The “global vision” of CHP and of European social democrats coincide perfectly. In the course of its evolution to social democracy, a party with such historical roots should feel committed to assume an active role in European socialist institutions. Furthermore, CHP’s future politics must be shaped, as much as possible, in the perspective of a Europe-wide harmonization process. But most ironically, on many issues, during the last decade, European social democrats have backed AKP against CHP.

Since AKP’s advent, in 2002, Turkish political scene has undergone radical change. Within a couple of years, the concerns regarding the Islamic roots of AKP’s founders were diminished thanks to AKP’s brief embrace of EU-accession process. The European support provided to AKP during the period 2002-2010 was generally the result of the fallacious belief that AKP was a genuine democratising political force. CHP’s political attitudes that were incompatible with social democratic norms were another reason its European counterparts preferred to support AKP, a clearly right-wing conservative political party.

Three major political events interrupted the ongoing process since 2002. Firstly, a radical change took place within CHP in May 2010: Kilicdaroglu replaced Baykal as the new chairman of the party. This unleashed a new political orientation within CHP. Secondly, the referendum backed by the government in order to amend the constitution was passed with a 58% majority in September 2010. This outcome created negative consequences for the opposition.

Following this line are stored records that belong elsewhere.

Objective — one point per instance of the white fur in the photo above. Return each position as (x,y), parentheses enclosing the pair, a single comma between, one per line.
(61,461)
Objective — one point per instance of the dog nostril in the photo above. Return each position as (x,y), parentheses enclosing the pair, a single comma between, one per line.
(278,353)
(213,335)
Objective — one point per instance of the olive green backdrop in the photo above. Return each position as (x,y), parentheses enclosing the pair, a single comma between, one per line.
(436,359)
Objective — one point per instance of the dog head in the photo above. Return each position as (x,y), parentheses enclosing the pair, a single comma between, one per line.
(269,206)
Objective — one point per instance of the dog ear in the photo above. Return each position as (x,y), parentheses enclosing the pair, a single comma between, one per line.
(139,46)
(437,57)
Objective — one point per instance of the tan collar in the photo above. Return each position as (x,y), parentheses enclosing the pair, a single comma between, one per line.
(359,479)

First of all, the government was now able to create constitutional opportunities to strenghten its grip on the judiciary. Secondly the decline of AKP and the ascent of CHP that had been observed since the local elections of 2009 were both reversed. Thirdly and finally, AKP’s sweeping electoral victory in June 2011 has enabled Prime Minister Erdogan and his party to initiate a profound conservative transformation of the Turkish society and to remove any democratic resistance by authoritarian implementation. The “conservative counter-revolution” within Turkey is currently taking place step by step, as Western political observers focus mainly each “step” overlooking the whole picture the country is actually facing.

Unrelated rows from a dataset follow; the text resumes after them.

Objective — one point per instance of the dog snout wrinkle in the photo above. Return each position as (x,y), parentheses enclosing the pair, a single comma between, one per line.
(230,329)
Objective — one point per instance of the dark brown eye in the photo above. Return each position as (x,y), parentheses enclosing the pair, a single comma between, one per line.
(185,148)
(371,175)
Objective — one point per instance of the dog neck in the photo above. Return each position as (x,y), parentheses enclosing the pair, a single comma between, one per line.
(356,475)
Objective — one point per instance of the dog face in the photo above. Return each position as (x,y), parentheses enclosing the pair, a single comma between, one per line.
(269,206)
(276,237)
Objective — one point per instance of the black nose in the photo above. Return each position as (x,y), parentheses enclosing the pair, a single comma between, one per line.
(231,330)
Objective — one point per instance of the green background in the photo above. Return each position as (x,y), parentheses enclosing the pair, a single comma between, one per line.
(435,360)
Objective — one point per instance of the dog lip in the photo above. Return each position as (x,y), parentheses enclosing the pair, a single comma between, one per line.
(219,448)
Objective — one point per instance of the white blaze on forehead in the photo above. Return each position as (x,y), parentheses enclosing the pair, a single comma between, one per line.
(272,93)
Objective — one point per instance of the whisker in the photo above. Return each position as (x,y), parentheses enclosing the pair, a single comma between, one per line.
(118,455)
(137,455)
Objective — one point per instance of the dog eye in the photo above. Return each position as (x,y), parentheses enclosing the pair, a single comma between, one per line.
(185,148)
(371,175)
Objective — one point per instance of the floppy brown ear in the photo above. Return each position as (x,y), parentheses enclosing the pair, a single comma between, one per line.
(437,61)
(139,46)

Undoubtedly, AKP abandoned all its effort of democratisation after strenghtening its power, and confined itself to consume the classical structures of the authoritarian state. The fact that the Europe’s left-oriented institutions supported the conservative AKP had been very frustrating for CHP, which considers itself the inheritor of the modernising and westernising reformist political tradition in Turkey. However, in view of CHP’s recently adapted profound approach to social democracy, accompanied by closer contacts with its European counterparts, and AKP’s actual agenda, the opinion of the European Left can be expected to reverse dramatically.

 

It is true that in the recent past, CHP has espoused political attitudes that were in contradiction with its affiliation to the European socialist family. But this regrettable fact should not lead European social democratic parties to build persistent prejudices regarding CHP. They must also make an effort to inform themselves properly about CHP. European social democrats should look at the grand scheme of events. It should be noted that a more discerning approach on the part of European social democracy towards CHP would help her to shape its future policies in accordance with social democratic norms. Deeper cooperation and mutual comprehension will surely assist CHP’s road to contemporary social democracy.

Turkish public opinion is globally undecided about Turkish EU-accession, but pro-European Turkish citizens are undoubtedly majority compared to Euro-sceptics. Incidental decreases in popular support tend to be the result of superflous and untimely declarations by some European leaders about Turkey. European social democrats are mostly aware of the need for Europe to integrate Turkey in the long run. The presence of Turkey within the EU would confirm and strenghten its allegation as global power. In contrast, without the prospect of EU membership, the position of pro-European Turkish democrats and social democrats would be weakened considerably, thereby reinforcing nationalism, isolationism, fundamentalism and an inevitable eastward slide of Turkish foreign policy.